For a time the state was socially liberal but still pretty business and tax friendly but there are too many greedy people who want to get their hands on that wealth entrepreneurs are creating.
And to build schools!? I already private tuition and our school could stand for some improvements, and our teachers deserve a bump in salary, but no we’re going to go tear down some perfectly usable elementary school to make a new more environmentally friendly one.
The money from this tax will only fatten the pockets of the bureaucrats, and will do little to nothing for the average person.
Washington in a nutshell.
No, wealth employees are creating and ownership is profiting from.
I’m curious where Washington will end up on the list if this goes into/stays in effect.
A $250K gain because your startup got acquired or IPO’ed doesn’t exactly translate into a high average salary over the many years it took to gain the windfall. (versus, say, working at Microsoft or Amazon, and getting an extra $50-100K per year.)
It's 7%. So if you make a 1.25M (remember how tax brackets work - it's after the threshold) - you pay WA $70k. I think there's literally no way to argue that's regressive.
Willing to bet that the ratio of politicians in Seattle that realize capital gains in excess of $250k/year vs. those that own real estate (especially multiple properties) is heavily favoring the latter group.
That’s below starting salary at Microsoft. You pay an average of $7K per year, and the Microsoft employees pay zero.
It is certainly not a progressive tax.

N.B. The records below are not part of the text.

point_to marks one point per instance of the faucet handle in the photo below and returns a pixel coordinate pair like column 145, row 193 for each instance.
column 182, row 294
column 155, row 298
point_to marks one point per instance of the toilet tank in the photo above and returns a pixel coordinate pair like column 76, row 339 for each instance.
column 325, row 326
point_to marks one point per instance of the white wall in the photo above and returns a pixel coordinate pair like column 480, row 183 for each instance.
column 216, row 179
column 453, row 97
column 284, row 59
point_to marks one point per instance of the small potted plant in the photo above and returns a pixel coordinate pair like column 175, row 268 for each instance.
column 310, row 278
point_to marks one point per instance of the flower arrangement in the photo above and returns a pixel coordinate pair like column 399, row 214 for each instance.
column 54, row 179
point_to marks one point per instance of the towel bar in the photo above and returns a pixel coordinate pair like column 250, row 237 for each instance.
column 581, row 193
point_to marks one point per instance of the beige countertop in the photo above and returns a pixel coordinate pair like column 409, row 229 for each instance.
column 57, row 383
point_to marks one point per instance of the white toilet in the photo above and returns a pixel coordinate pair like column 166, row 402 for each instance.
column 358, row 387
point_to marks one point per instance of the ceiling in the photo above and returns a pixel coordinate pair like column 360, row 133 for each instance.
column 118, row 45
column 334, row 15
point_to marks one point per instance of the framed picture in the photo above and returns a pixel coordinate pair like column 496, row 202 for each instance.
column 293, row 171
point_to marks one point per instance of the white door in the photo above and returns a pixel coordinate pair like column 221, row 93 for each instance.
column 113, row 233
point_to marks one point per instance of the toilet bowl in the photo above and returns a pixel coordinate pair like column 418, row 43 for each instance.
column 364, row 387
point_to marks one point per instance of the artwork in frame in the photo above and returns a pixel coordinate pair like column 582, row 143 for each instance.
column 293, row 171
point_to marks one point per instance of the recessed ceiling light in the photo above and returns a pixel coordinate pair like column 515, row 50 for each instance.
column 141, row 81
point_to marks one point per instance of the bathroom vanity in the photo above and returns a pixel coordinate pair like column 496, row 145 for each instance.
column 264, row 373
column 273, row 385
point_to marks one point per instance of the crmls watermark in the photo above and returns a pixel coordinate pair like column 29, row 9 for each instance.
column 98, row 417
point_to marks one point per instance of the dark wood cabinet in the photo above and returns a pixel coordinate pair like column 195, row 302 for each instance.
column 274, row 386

If they time averaged it over ~ five years, it would be.
Another way to look at it is that they say it will affect 7000 households statewide.
It will affect pretty much all startup windfalls, so either there are only 7000 startup employees in the whole state, or they know this is going to be a windfall tax on people that have low average income.
Where are you getting that it only affects startup exits? Is there a source? Guessing?
I didn't state that. No need to subvert my point by suggesting even more money could change my opinion.
By all means, I shall call you a person whose opinion could not change. Is there a term for such a thing?
Alternatively you can, for my edification, demonstrate by way of example -- how should I have phrased my initial point in a more palatable manner in your opinion?